METHODS The study included 36 healthy female volunteers with median age of 36 years (22—45 years) and median cycle length of 29 days (21—37 days). None

had used hormonal medication in the last 6 months. The study protocol was approved by the local Ethics Committee and the participants provided written informed consent. They were randomly assigned to three experimental groups. Groups 1 (n = 11) and 2 (n = 17) received placebo tablets and were studied during the proliferative and secretory phases of menstrual cycle, respectively, while group 3 (n = 8) received MPA (10 mg/day, 10 days, orally) for 10 days and was studied during the secretory phase.

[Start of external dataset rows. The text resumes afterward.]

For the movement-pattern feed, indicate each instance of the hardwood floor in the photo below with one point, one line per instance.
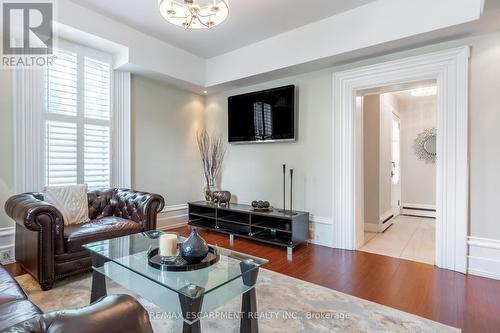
(465, 301)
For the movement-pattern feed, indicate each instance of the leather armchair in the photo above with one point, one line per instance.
(115, 313)
(50, 251)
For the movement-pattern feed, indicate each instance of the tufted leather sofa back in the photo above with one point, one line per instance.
(101, 203)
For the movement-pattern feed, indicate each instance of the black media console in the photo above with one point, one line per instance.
(241, 220)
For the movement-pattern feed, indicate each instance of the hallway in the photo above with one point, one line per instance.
(410, 238)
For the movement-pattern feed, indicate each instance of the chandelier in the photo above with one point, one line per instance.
(192, 14)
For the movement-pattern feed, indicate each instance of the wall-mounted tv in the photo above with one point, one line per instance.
(262, 116)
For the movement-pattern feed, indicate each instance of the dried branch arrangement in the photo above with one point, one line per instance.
(212, 150)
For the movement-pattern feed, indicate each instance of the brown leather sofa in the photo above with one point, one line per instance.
(115, 313)
(50, 251)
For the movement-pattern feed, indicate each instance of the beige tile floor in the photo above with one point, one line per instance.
(411, 238)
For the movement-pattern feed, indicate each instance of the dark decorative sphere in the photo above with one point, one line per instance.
(194, 249)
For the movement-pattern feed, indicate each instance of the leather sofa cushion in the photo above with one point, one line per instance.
(17, 311)
(9, 289)
(108, 227)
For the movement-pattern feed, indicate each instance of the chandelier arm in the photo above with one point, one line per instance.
(184, 17)
(204, 24)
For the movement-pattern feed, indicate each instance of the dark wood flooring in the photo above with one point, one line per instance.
(465, 301)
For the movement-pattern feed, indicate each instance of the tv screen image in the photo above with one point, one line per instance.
(267, 115)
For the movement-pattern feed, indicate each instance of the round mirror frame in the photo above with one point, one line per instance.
(423, 140)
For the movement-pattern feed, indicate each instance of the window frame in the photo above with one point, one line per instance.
(80, 120)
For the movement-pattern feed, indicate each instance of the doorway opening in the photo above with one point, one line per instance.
(399, 171)
(449, 69)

In the morning after intake of the last tablet (placebo or MPA), patients underwent endometrial biopsy and blood sampling. Patients studied during the proliferative phase (group 1) started medication between day 25 of the previous cycle and day 5 of present cycle, and endometrial biopsies and blood samples were collected between days 5 and 15. Patients studied during the secretory phase (groups 2 and 3) started medication between days 13 and 18, with biopsies and blood samples obtained between days 23 and 28. Endometrial biopsies were obtained by catheter aspiration as an outpatient procedure. Samples were thoroughly rinsed in sterile saline, fixed in 10% buffered formaldehyde, embedded in paraffin, and sectioned into 4 µm sections that were mounted on slides coated with (3-Aminopropyl) triethoxysilane (Sigma Chemical Co., St. Louis, MO). All samples were dated according to the criteria of Noyes et al. (15). Immunohistochemistry was performed using the avidin-biotin-peroxidase method, as previously described (16). In the immunohistochemistry for TGFα and EGF-R, antigen retrieval was enhanced by boiling the slides for 10 min in 0.01 M citrate buffer, pH 6.0, followed by incubation at room temperature and PBS washing. After exposure to 1% H2 O2 in methanol to block endogenous peroxidase, sections were treated with normal goat serum for 30 min to suppress nonspecific binding. Rabbit anti-mouse EGF antiserum (Serotec Ltd, Oxford, UK) was diluted 1:600 and applied for overnight incubation at 4◦ C. For TGFα and EGF-R immunostaining, monoclonal antibodies purchased from Oncogene Research Products (Cambridge, MA) were applied at the concentration of 10 µg/mL overnight at room temperature. The anti-TGFα is a mouse monoclonal IgG2a that reacts with native and some denatured forms of human TGFα but has no cross-reactivity with EGF. The anti EGF-R is a monoclonal antibody generated by immunizing mice with partially purified EGF-R from human epidermal carcinoma cells.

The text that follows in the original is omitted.